Lors de la fonte de la calotte glaciaire, c’est-à-dire à la fin du Pléistocène, il y a environ 11 000 ans, l'eau de mer s’est déversée dans les trous bleus déjà remplis d'eau de pluie. Lorsqu’aucune communication avec l’océan n’est possible (c’est le cas de certains trous bleus, en particulier aux Bahamas), l’eau de pluie stagnant en surface a empêché tout contact avec l’atmosphère depuis le remplissage ; elle a donc protégé la vie bactériologique de l’eau de mer sous-jacente. Les chercheurs disposent ainsi de précieuses informations sur les conditions environnementales de l’époque. Mais attention, les bactéries présentes produisent du sulfure d’hydrogène qui forme une couche très toxique se situant à la limite de l’eau douce et de l’eau de mer : un danger pour les plongeurs voulant traverser cette couche.

L’exploration à l’aide de petits sous-marins est plus sûre ! C’est ce qu’ont fait Fabien Cousteau (petit-fils du célèbre Commandant Cousteau) et le milliardaire Richard Branson, en décembre 2018, lors d’une plongée dans le Grand Trou bleu.6 Ils ont vu un magnifique mur de stalactites géantes, preuve qu’une gigantesque grotte avait existé avant d’être envahie par les eaux. Ils ont découvert également une épaisse couche de sulfure d’hydrogène. Au fond, des conques, des crabes et d’autres créatures tombées dans le trou sans pouvoir s’en échapper, n’avaient pas survécu par manque d’oxygène. Et devinez quoi : il y avait des bouteilles de plastiques ! Pas surprenant, hélas !

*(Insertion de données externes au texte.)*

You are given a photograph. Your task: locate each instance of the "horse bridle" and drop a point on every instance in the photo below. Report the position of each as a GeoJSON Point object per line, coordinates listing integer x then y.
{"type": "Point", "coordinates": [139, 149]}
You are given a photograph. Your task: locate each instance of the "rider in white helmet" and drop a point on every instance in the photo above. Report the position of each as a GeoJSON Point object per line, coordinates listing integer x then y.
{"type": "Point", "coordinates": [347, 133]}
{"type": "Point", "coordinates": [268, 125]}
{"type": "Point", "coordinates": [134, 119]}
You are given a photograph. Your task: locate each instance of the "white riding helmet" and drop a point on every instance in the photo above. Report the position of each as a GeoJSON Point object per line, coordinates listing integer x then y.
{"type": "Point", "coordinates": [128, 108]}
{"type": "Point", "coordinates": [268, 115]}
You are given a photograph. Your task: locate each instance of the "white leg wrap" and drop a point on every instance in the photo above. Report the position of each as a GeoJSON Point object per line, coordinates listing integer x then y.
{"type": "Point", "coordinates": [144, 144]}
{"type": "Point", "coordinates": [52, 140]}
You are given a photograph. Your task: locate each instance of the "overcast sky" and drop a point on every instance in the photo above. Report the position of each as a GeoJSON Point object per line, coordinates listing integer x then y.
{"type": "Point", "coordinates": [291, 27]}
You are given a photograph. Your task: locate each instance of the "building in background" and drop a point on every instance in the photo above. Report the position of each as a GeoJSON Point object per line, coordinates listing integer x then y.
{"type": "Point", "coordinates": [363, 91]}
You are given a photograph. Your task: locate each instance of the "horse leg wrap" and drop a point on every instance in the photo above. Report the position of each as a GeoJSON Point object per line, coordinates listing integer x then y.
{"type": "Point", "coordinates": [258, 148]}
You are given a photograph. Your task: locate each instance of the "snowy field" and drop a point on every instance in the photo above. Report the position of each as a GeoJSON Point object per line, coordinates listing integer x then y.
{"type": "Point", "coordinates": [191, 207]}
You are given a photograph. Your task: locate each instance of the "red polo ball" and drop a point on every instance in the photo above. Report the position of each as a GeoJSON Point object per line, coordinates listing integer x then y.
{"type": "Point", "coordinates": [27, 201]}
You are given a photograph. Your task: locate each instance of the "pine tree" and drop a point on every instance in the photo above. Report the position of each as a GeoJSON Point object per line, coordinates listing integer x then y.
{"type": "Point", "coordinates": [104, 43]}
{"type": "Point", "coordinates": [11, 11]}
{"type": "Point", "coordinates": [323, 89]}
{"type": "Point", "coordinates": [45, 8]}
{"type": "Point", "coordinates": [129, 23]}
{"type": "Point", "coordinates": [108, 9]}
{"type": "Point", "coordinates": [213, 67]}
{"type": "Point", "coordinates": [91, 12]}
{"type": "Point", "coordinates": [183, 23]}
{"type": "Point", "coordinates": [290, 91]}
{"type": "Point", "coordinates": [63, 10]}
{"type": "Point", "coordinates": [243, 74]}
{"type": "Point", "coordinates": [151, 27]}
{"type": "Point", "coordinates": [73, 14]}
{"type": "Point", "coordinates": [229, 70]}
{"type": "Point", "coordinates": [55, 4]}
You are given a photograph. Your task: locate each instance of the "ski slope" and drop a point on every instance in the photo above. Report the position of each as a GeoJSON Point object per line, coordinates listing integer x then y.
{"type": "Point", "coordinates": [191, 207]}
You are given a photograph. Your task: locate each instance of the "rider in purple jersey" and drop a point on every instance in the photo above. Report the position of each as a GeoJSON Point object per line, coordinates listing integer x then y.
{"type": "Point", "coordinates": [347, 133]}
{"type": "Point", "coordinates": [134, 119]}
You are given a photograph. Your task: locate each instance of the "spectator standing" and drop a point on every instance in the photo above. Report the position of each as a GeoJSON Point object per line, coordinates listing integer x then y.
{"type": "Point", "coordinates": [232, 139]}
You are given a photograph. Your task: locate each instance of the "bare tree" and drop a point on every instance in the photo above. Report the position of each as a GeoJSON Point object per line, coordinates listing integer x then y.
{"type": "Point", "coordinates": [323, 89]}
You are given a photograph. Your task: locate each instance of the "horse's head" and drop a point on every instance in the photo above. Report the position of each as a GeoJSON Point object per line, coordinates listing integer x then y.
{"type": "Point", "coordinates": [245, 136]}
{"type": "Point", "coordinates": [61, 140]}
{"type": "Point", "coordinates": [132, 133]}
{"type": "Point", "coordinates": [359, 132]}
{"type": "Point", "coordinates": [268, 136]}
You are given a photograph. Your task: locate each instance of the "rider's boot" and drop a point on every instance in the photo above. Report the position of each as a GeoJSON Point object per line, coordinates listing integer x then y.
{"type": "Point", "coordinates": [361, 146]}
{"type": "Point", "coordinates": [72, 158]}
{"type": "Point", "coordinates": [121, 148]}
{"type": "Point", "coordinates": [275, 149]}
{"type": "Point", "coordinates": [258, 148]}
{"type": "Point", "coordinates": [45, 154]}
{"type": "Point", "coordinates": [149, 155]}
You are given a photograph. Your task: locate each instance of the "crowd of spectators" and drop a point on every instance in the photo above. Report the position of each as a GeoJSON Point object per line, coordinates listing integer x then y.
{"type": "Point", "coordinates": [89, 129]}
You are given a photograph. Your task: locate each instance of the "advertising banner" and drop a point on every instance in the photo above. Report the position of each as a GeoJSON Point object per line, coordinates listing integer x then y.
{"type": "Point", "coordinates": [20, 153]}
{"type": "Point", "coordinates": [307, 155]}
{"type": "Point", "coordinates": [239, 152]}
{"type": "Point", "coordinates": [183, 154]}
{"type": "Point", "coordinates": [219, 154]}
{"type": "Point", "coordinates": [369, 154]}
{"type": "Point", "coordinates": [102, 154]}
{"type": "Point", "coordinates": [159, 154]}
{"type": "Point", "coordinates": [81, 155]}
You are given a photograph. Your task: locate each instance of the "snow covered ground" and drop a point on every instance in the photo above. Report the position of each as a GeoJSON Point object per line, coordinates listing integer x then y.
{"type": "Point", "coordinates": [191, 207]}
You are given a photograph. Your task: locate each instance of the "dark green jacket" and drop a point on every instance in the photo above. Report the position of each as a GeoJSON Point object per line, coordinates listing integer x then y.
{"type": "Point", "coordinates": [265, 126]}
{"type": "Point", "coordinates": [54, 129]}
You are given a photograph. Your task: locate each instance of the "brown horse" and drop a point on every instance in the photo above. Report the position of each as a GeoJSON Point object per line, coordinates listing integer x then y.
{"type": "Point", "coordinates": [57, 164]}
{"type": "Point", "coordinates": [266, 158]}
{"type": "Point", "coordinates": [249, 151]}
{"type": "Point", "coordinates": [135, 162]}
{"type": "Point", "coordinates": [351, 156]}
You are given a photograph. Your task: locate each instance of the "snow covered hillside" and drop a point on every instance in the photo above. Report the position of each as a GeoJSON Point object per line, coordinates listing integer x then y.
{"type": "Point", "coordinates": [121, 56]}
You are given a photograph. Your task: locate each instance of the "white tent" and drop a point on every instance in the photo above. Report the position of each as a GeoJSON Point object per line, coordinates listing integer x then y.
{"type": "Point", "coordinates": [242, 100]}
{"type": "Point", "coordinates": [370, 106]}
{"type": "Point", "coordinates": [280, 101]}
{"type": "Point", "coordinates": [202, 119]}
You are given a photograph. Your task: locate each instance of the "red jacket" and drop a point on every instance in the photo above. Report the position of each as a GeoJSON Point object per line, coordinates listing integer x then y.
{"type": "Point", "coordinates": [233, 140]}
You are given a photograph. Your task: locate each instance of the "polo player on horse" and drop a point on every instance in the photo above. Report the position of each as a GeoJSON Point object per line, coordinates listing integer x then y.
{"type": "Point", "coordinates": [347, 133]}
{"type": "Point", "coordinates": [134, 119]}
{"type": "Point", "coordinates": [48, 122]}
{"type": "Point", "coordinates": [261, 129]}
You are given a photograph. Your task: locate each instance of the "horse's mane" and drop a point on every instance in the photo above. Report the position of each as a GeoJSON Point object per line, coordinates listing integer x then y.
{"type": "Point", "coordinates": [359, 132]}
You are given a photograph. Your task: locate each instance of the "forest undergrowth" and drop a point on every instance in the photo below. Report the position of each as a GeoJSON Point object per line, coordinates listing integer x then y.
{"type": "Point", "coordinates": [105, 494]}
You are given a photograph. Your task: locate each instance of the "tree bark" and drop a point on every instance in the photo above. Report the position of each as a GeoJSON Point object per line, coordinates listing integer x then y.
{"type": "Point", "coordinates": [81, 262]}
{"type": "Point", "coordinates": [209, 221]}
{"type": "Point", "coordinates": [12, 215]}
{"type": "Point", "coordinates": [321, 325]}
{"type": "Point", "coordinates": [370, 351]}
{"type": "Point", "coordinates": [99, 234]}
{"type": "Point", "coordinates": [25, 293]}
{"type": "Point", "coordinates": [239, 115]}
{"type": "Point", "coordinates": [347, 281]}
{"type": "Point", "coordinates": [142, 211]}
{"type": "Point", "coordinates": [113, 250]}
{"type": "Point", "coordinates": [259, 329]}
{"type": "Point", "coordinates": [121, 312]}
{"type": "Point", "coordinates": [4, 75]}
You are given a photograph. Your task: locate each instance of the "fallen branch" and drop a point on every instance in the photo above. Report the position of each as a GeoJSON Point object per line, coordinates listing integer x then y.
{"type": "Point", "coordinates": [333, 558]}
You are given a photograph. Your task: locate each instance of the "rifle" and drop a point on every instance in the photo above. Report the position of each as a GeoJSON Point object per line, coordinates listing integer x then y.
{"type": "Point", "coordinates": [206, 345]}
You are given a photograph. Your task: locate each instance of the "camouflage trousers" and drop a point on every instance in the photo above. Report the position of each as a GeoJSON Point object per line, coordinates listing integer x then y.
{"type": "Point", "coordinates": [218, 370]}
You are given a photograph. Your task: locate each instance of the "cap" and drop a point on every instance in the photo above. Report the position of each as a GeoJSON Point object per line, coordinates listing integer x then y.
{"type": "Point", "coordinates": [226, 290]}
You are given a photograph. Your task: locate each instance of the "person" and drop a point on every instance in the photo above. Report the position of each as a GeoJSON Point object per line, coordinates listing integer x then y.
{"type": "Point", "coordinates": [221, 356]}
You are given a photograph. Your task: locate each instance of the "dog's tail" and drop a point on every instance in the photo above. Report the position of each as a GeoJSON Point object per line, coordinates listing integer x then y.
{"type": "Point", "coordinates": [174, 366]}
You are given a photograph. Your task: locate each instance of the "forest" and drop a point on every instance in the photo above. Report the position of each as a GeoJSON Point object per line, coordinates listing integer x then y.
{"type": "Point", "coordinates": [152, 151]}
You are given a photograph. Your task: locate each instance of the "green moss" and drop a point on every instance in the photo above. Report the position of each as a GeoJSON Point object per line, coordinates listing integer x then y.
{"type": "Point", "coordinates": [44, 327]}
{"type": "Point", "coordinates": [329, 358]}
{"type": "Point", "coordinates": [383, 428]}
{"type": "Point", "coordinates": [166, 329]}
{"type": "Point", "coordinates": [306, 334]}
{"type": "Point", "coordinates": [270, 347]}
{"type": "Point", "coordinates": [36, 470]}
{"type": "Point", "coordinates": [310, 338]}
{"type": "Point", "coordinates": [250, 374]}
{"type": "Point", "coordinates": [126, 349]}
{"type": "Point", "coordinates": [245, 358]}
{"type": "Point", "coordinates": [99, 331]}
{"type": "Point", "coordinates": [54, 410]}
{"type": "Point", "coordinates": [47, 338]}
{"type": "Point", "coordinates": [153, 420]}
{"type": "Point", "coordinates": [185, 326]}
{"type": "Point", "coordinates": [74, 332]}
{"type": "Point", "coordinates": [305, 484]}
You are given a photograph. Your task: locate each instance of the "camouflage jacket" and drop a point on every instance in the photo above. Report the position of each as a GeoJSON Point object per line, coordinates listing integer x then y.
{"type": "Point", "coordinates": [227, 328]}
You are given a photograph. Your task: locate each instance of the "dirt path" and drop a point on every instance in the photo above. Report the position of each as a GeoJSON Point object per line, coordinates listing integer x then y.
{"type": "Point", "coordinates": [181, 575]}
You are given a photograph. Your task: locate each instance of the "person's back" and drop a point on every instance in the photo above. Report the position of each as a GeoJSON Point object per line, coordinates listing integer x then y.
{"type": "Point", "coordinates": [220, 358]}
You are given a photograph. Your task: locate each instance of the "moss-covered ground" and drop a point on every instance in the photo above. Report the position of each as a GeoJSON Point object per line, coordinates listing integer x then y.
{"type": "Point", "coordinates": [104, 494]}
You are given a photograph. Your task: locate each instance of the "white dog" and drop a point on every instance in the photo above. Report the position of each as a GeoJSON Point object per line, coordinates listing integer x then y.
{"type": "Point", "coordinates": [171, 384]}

Et pour finir, des images à couper le souffle ! Admirez l'apnéiste français Guillaume Néry plongeant dans le Trou Bleu de Dean dans les Bahamas (cliquez sur l’image).

Références et notes

1“Ces troublants trous blancs”, La Méthode scientifique, 27.08.2019.

2Le dioxyde de carbone CO2 présent dans l’atmosphère se dissout partiellement dans l’eau de pluie et passe en partie sous forme d’acide carbonique H2CO3 et d’ions hydrogénocarbonate HCO3. L’eau devient donc légèrement acide, suffisamment pour réagir avec le calcaire (carbonate de calcium CaCO3) en le dissolvant partiellement sous la forme d’ions calcium Ca2+ et d’ions hydrogénocarbonate. Voir l’article de M. Balakowicz, “Karst et érosion karstique”, planet-terre.ens-lyon.fr/

3“Cénote” vient du Maya dz'onot signifiant “puits sacré” ou “grotte avec eau” ; c’est la prononciation espagnole de ce mot qui a conduit au nom de cénote. Pour les Mayas, les cénotes étaient sacrés ; ils pensaient qu’ils communiquaient avec un monde souterrain où régnaient divers dieux. L’un des rituels consistait à y jeter des victimes sacrificielles humaines ou animales. Voir l’article “Cénote” – Wikipedia

4J. Deveaux, “Le "Blue Hole" en Égypte, site de plongée le plus dangereux du monde”, francetvinfo.fr, 21.06.2020.

5Voir le billet du 15.07.2021, “L’"O bleu" des Océans vus de l’espace”.

6B. Louvet, “Du plastique au fond du plus grand gouffre marin du monde”, sciencepost.fr, 25.01.2019.